«La faim sort le loup du bois ». C’est la caricature qui convient de donner au sens de la démarche depuis quelques jours du régime Talon au Bénin. Après plus de 8 ans de gouvernance presque sans écoute, le chantre de la rupture et son équipe font maintenant l’option d’investir les différentes localités pour disent-ils, rendre compte de leur gestion. Une posture contraire à celle à laquelle les Béninois ont été habitués et qui intervient à moins de deux ans de la fin du pouvoir constitutionnel. 2026 semble bien sortir le régime de la rupture de sa tanière.
Sentant la fin venir, Talon envoie ses ministres et les cadres de son gouvernement prêcher leurs œuvres aux populations. Une démarche qui contraste avec l’image que les Béninois retiennent d’eux. Après 8 ans d’isolement dans l’austérité, ils deviennent extraordinairement plus attentionnés et dociles avec le peuple qu’ils ont longtemps réduit au silence. A la lecture des choses, il s’agit bien des enjeux électoraux de 2026 qui font courir la majorité présidentielle.

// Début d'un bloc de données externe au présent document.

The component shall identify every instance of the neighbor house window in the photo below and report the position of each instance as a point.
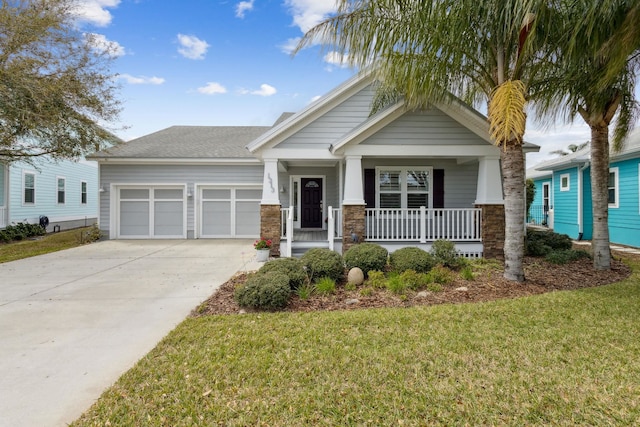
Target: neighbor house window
(612, 188)
(61, 190)
(409, 187)
(28, 188)
(83, 193)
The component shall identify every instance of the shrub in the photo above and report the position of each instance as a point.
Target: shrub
(411, 258)
(325, 286)
(291, 267)
(444, 253)
(366, 256)
(322, 262)
(268, 291)
(376, 279)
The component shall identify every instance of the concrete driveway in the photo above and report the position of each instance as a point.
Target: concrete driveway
(73, 321)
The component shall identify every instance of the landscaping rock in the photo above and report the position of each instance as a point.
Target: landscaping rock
(355, 276)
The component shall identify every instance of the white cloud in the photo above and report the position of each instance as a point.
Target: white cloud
(243, 7)
(308, 13)
(265, 90)
(212, 88)
(192, 47)
(142, 80)
(100, 43)
(95, 11)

Autrement, y-a-t-il des actions de ce régime méconnues des populations ? Fait-on une reddition des comptes sans évoquer les coûts des réalisations ? La reddition des comptes se limite-t-elle à un inventaire des actions ? Faire une reddition sans expliquer aux Béninois ce qu’est le Bénin control pour l’économie du pays, ce que coûte le leasing des véhicules administratifs aux contribuables, cela ressemble à de la diversion. Pendant que les salaires des ministres demeurent un secret de couvent, le peuple n’a même pas eu l’occasion d’avoir quelques bribes d’information sur le fameux événement de vodun day. Le coût de réalisation des infrastructures reste un mystère. L’affaire de granite de la Norvège est toujours dans la mémoire des Béninois. Comment se porte la presse béninoise ? Les acteurs et les entreprises de presse s’en sortent-ils mieux sous la rupture ? Motus !
Et puisqu’il est question de bilan, parlons de Parakou.
A Parakou, la principale ville du nord du pays, mis à part le projet asphaltage brandi à toutes les occasions comme un trophée de guerre, qu’a réellement bénéficié cette troisième ville à statut du Bénin ? Les projets et structures phares d’un développement structurant ont été soit rachetés ou abandonnés. Cobemag, Ocbn, Sonapra, Sonacop, Coteb et autres n’existent désormais que dans les souvenirs des Parakois. Quant au port sec et l’aéroport international de Tourou, deux infrastructures devant révolutionner le septentrion ont été snobés. L’aéroport de Tourou, une infrastructure d’envergure qui devait donner un certain équilibre de développement des régions du pays a été mis en berne par le chantre de la rupture. Les techniciens formés au profit de cet aéroport ont été snobés sans aucune assistance. Quant aux équipements, ils s’esquintent au jour le jour depuis huit ans.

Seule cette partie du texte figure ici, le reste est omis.